Many of the lines represent actual objects. More specifically, they represent the change in tone, color, and texture between two objects. Obviously, if you're looking around in real life, you don't see black outlines around everything. What you see are two different objects, adjacent to each other, and drawing a line shows where your brain recognizes that distinction. Such lines are plentiful in this strip...
Also of note here is that shadows, while not objects in and of themselves, still are represented the same way as they show a difference in two areas of color. Often, in comics, they're represented as simple, black shapes.
Lines are often used to convey motion. This is a fairly natural extension of conveying objects, as motion -- especially fast motion -- can occur faster than our brains can process the information. We end up seeing after-images of the object as it moves through space. The comic strip has been using a shortened version, which I believe is generally attributed to E.C. Segar as originating...
Notice that panels 2 and 4, which represent little/minimal motion have none of these speed lines.
One of the earliest uses of line in representing something other than a visual is in conveying sound.

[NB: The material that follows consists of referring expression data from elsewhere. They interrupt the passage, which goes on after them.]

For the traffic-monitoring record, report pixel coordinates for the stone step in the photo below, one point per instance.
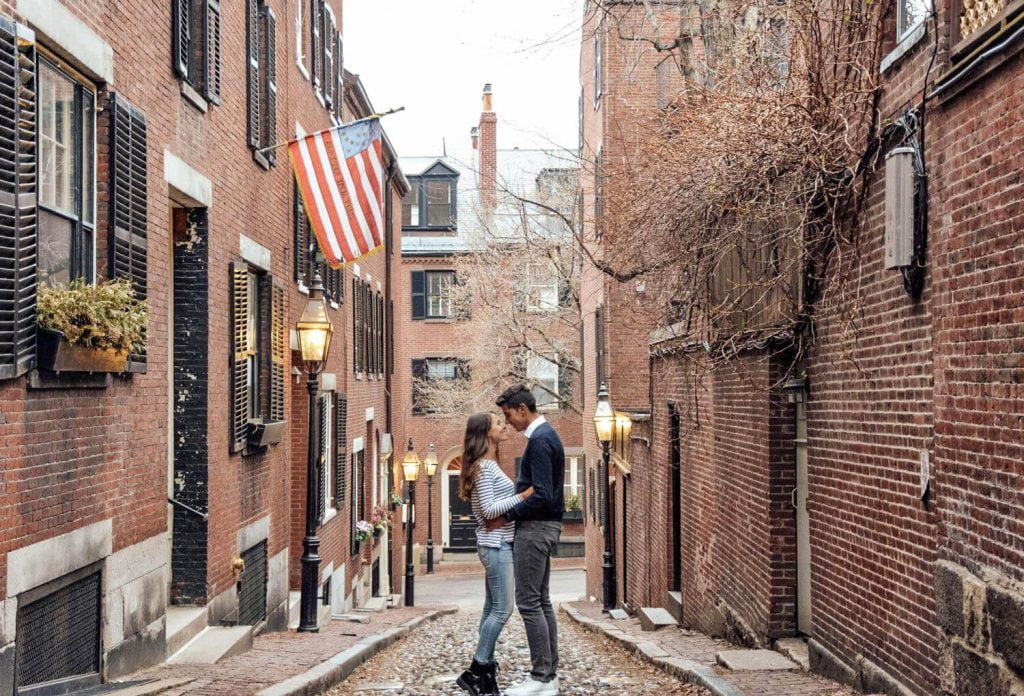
(183, 623)
(214, 644)
(796, 650)
(652, 618)
(755, 660)
(675, 605)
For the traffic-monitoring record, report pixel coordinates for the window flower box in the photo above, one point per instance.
(55, 353)
(263, 432)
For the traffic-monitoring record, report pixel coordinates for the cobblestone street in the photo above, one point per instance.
(430, 659)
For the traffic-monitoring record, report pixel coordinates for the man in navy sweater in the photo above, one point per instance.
(539, 523)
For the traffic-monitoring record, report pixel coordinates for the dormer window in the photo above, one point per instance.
(431, 202)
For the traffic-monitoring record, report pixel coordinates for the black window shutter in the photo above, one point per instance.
(565, 375)
(213, 51)
(17, 201)
(268, 32)
(419, 373)
(276, 353)
(324, 434)
(127, 242)
(314, 48)
(252, 72)
(356, 328)
(240, 382)
(181, 37)
(300, 231)
(341, 447)
(339, 73)
(419, 295)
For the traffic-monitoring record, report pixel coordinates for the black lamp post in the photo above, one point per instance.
(430, 466)
(313, 331)
(411, 470)
(604, 421)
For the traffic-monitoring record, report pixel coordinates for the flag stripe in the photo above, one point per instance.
(303, 169)
(338, 193)
(328, 206)
(340, 177)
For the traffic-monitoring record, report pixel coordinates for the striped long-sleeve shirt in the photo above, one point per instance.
(494, 495)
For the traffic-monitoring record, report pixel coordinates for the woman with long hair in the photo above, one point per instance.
(492, 492)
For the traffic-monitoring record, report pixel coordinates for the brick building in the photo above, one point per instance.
(452, 203)
(872, 507)
(144, 502)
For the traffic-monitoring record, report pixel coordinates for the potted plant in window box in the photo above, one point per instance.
(364, 532)
(86, 328)
(264, 432)
(572, 509)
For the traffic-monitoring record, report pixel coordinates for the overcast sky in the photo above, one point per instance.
(433, 57)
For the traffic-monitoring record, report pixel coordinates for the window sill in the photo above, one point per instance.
(43, 379)
(261, 160)
(194, 97)
(903, 47)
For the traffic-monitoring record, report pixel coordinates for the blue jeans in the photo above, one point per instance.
(498, 599)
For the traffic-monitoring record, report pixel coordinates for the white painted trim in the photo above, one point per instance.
(66, 34)
(254, 253)
(44, 561)
(253, 533)
(196, 188)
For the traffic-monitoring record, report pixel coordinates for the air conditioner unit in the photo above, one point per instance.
(899, 208)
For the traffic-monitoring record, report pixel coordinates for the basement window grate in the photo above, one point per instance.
(58, 635)
(252, 593)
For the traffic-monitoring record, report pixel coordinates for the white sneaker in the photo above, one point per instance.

This goes back to written language in general, and it seems like a somewhat natural extension to go from lines representing words representing speech to lines representing sound...
Panel 3 is noteworthy because the lines surrounding the word "WHOP!" are used to imply sound, despite not being representative of an actual noise nor being used to direct the location of where the sound originates (as is the case with the actual speech balloons themselves).
We cannot forget, being comics fans, the lines of functionality. Those wonderfully simple lines that delineate one image from the next, framing each moment in the sequence of events as if it were a window we, the audience, are peering through to witness the events on the other side...
Lines of meta-textual content that are sometimes necessary for informational reasons, but can disrupt the narrative flow of the comic...
But then we're still missing this...
It's representative of Charlie Brown's emotional/mental state. Obviously, he's not literally have bubbles floating off the top of his head, but it's interesting to call out it's use here having a physical manifestation.
Putting it all together again...
(Note that I haven't cited every possible use of line in a comic, but I merely came across this Peanuts strip and found it interesting how Charles Schulz happened to use lines to convey several distinctly different ideas and thoughts.)